A ses détracteurs, le chef du Hezbollah a dit : "Certains croient que le Hezbollah est actuellement sous pression de toutes parts. Mais ces propos sont ridicules. Nous ne sommes pas sous pression. Nous sommes forts et à l'aise. Notre situation actuelle est meilleure qu'elle ne l'était il y a cinq ans".
Sur le plan de la politique interne, Hassan Nasrallah a assuré que sa formation "ne comptait pas démissionner du gouvernement". "Ce gouvernement est le vôtre, pas le nôtre, mais nous continuerons à y participer. Et le dialogue bilatéral avec le Futur, ainsi que le dialogue national, sont essentiels. Mais nous ne pouvons les imposer à personne. Que ceux qui souhaitent se retirer du dialogue le fassent', a-t-il lancé.
Le leader chiite s'est en outre prononcé en faveur de la tenue des élections municipales prévue en mai. Mais il a affirmé craindre que certaines parties y soient opposées. "Il se peut que certaines parties aient des raisons de ne pas souhaiter la tenue de cette échéance. Cela pourrait déboucher sur des tensions sécuritaires pouvant servir de prétexte à l'ajournement de cette échéance", a-t-il prévenu.
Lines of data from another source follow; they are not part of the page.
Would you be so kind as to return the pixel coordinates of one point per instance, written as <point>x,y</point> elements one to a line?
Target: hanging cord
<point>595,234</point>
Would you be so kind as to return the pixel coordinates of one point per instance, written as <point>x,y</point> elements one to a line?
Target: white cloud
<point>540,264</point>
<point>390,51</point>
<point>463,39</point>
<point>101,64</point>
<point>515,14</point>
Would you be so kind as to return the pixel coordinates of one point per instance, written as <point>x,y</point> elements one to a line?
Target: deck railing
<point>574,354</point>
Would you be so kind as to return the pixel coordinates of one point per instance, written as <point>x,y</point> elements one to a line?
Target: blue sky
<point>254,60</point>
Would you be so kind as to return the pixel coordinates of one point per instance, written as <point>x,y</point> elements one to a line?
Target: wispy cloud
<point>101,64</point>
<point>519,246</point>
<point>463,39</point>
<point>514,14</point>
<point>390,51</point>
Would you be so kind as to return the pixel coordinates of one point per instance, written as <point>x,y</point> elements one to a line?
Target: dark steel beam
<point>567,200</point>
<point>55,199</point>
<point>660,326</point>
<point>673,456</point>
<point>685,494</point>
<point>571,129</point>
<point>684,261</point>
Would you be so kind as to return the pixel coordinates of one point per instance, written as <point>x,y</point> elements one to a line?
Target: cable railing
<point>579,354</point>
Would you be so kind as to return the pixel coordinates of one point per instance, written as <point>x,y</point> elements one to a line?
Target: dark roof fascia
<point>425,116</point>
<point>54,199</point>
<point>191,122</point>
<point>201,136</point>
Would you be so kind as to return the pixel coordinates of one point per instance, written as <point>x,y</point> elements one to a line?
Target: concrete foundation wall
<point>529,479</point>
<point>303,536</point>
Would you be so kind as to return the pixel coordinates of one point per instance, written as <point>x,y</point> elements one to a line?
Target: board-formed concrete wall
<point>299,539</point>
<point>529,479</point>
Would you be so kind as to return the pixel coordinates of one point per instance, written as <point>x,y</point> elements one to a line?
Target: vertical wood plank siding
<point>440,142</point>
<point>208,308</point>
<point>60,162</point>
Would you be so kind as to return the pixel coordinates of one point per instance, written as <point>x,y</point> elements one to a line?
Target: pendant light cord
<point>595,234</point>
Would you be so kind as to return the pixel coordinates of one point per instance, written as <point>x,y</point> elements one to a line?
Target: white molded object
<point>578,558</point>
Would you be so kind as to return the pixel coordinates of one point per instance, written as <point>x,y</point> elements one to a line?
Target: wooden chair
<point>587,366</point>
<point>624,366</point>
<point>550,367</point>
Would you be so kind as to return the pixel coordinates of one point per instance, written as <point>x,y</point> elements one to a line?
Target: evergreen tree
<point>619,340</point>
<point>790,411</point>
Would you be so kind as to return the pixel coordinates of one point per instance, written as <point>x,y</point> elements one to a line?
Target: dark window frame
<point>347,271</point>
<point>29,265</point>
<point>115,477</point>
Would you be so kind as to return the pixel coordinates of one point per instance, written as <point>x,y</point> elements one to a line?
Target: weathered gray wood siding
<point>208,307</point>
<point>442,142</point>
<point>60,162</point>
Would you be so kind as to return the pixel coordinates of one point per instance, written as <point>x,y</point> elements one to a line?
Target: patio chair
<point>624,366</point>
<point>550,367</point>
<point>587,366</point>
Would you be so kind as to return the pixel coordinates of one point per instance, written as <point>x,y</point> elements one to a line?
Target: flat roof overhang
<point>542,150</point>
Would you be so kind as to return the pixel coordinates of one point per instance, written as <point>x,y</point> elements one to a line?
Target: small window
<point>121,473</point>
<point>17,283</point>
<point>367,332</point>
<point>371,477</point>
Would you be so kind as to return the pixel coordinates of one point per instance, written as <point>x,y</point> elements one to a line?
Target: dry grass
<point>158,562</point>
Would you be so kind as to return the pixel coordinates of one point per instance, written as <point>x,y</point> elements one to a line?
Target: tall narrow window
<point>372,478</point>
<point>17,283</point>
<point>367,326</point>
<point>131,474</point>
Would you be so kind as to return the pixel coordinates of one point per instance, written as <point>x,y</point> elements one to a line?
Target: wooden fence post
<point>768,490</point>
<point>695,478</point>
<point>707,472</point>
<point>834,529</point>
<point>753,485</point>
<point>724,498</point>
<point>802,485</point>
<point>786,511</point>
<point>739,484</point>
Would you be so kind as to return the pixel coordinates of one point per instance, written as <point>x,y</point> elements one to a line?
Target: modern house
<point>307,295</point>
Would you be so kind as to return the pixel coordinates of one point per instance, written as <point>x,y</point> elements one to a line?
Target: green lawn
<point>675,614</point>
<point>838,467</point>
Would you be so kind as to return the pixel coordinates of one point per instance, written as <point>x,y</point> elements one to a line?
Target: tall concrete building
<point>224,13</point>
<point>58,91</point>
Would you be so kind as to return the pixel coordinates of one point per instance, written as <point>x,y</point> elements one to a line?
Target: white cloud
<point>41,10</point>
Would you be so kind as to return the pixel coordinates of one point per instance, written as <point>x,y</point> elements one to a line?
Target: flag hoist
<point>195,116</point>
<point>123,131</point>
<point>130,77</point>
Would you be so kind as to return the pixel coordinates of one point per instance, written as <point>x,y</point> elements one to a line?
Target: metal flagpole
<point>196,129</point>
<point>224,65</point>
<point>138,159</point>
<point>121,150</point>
(Lire aussi : Présidentielle : Hariri presse Frangié de se présenter à la Chambre)
"Aucun lien avec les mouvements de protestation"
Le chef du Hezbollah a ensuite abordé les tensions suscitées par la diffusion d'un sketch satirique diffusé sur la chaîne panarabe MBC, qui tourne en dérision le leader chiite. Des partisans du Hezbollah avaient laissé éclater leur colère dans la rue samedi soir et dimanche, provoquant des inquiétudes au niveau sécuritaire.
"Nous devons éviter les manifestations dans la rue, même celles à caractère pacifique", a martelé Hassan Nasrallah. "Le Hezbollah en tant que parti n'a aucun lien avec les mouvements de protestation qui ont eu lieu dans la rue. Il s'agit d'une réaction spontanée de partisans, de sympathisants. Il se peut qu'il y ait même eu des éléments infiltrés parmi eux. Je remercie en tout cas le soutien de ces partisans et sympathisants. Mais ce style de protestation n'est pas convenable", a expliqué le leader chiite.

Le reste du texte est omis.